Die Medienkonferenz hätte wohl noch Stunden dauern können: So viele Fragen wie die Journalisten im Bieler Kongresshaus hatten, wollte der Bieler Polizeichef allerdings nicht beantworten. «Wir brechen an dieser Stelle die Medienkonferenz ab», hiess es kurz und deutlich. Zum ersten Mal. Die Stellungnahme der Polizei zum flüchtigen Peter K. hingegen war während der einstündigen Konferenz ein Winden: keine verständliche Erklärung, keine Spur, keine Anzeichen auf eine baldige Verhaftung, dafür eine Kehrtwende um mindesten 90 Grad in der Einschätzung des bewaffneten Rentners. Statt Fragen zu beantworten, tauchten vielmehr neue auf.
Wie kann ein einzelner Rentner Dutzende Beamten zwei Mal entwischen?
Während Peter K. am Mittwoch in seinem Haus ausharrte, umzingelten Dutzende Beamte die Liegenschaft am Mon-Désirweg und riegelten das Gebiet weiträumig ab. Die Presse und die Anwohner liessen sie im Dunkeln, sprachen lediglich von einem «Einsatz». 20 Stunden nach Beginn der Aktion eskalierte die Situation: Peter K. schoss einen Beamten nieder und zog sich wieder zurück – scheinbar. Tatsächlich verschwand er unbemerkt von den Beamten aus dem Haus und tauchte irgendwo in der Region ab. Die Informationen verbreiten sich wie ein Lauffeuer im Quartier: Schulen wurden geschlossen, Leute berichteten der Presse von Polizeiaufmärschen – doch ein offizielles Statement der Polizei gab es nicht.
Erst Stunden später informierte die Behörden erstmals offiziell, eine landesweite Grossfahndung wird ausgelöst: Spezialeinheiten aus dem gesamten Land rückten an, das Quartier wurde abgeriegelt und das Suchgebiet erweitert. Das Resultat: 12 Stunden später tauchte Peter K. erneut bei seinem Haus auf und eröffnete sofort das Feuer auf die Beamten der Sonderheiten vor Ort. Die Polizei schoss zurück, doch Peter K. verschwindet wieder wie er kam – unbemerkt und spurlos.

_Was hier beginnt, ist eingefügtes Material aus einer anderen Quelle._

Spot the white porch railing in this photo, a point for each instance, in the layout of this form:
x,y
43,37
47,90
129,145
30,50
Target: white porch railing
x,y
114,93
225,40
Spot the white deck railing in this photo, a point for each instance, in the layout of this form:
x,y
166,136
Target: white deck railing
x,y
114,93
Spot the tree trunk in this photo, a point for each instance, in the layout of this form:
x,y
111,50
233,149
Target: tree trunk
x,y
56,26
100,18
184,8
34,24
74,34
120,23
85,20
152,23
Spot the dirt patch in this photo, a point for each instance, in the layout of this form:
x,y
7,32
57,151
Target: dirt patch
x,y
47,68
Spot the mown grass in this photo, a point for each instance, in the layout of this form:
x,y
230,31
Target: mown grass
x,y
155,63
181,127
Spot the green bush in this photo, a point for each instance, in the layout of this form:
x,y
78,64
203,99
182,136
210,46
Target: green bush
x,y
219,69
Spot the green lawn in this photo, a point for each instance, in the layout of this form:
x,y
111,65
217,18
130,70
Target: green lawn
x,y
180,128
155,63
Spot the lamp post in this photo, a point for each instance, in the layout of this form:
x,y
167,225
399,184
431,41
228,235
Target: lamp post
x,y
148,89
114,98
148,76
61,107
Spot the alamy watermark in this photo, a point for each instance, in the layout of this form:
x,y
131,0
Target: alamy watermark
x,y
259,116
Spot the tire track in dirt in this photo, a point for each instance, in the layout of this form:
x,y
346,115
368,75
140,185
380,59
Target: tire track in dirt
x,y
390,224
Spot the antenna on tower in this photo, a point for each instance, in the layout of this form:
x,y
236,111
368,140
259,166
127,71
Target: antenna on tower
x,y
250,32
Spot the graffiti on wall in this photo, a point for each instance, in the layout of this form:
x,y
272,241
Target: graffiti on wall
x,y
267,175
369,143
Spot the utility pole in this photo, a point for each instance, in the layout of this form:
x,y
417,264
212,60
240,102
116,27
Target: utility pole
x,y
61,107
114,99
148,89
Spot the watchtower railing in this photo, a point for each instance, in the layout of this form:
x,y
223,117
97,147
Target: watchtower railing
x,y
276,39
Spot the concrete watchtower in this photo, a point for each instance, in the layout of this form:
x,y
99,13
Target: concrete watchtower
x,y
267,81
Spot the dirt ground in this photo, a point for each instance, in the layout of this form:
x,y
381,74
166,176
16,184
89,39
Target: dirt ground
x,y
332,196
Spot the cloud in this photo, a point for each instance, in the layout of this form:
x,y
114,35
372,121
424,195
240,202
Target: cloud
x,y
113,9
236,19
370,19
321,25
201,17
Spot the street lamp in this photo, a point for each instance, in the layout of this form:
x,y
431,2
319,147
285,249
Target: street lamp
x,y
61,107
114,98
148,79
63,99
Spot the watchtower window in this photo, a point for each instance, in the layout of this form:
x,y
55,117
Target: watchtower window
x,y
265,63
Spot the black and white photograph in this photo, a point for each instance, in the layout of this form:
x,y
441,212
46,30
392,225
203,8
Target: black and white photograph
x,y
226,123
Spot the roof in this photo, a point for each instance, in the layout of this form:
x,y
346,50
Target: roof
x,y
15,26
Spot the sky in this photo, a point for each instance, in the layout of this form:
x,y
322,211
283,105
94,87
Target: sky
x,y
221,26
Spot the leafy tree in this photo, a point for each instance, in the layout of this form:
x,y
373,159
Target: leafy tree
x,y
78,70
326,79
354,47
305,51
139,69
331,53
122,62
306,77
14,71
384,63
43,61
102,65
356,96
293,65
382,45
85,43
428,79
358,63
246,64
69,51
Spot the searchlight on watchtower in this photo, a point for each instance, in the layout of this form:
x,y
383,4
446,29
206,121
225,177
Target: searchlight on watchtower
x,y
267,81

Die Erklärung vom Bieler Polizeichef Gaudy ist zwar ehrlich, aber auch erstaunlich: «Peter K. ist der Polizei einen Schritt voraus», so Gaudy unmissverständlich. Der Mann habe sich womöglich Monate lang vorbereitet. «Das Quartier ist offen: Er kennt jeden Busch, jeden Balkonvorsprung, jeden Garten.» K. würde nicht auf der Strasse daher spazieren, so Gaudy. Sie hätten nach seinem ersten Verschwinden «keine konkreten Anhaltspunkte zum Aufenthaltsort des Täters gehabt». Offenbar überraschte der 67-Jährige die Polizei mit seiner Rückkehr, wie Gaudy erklärte. «Er hat aus grosser Distanz auf uns geschossen, wir konnten ihn deshalb nicht gleich sehen.»
Wieso unterschätzte die Polizei das Gewaltpotenzial von Peter K.?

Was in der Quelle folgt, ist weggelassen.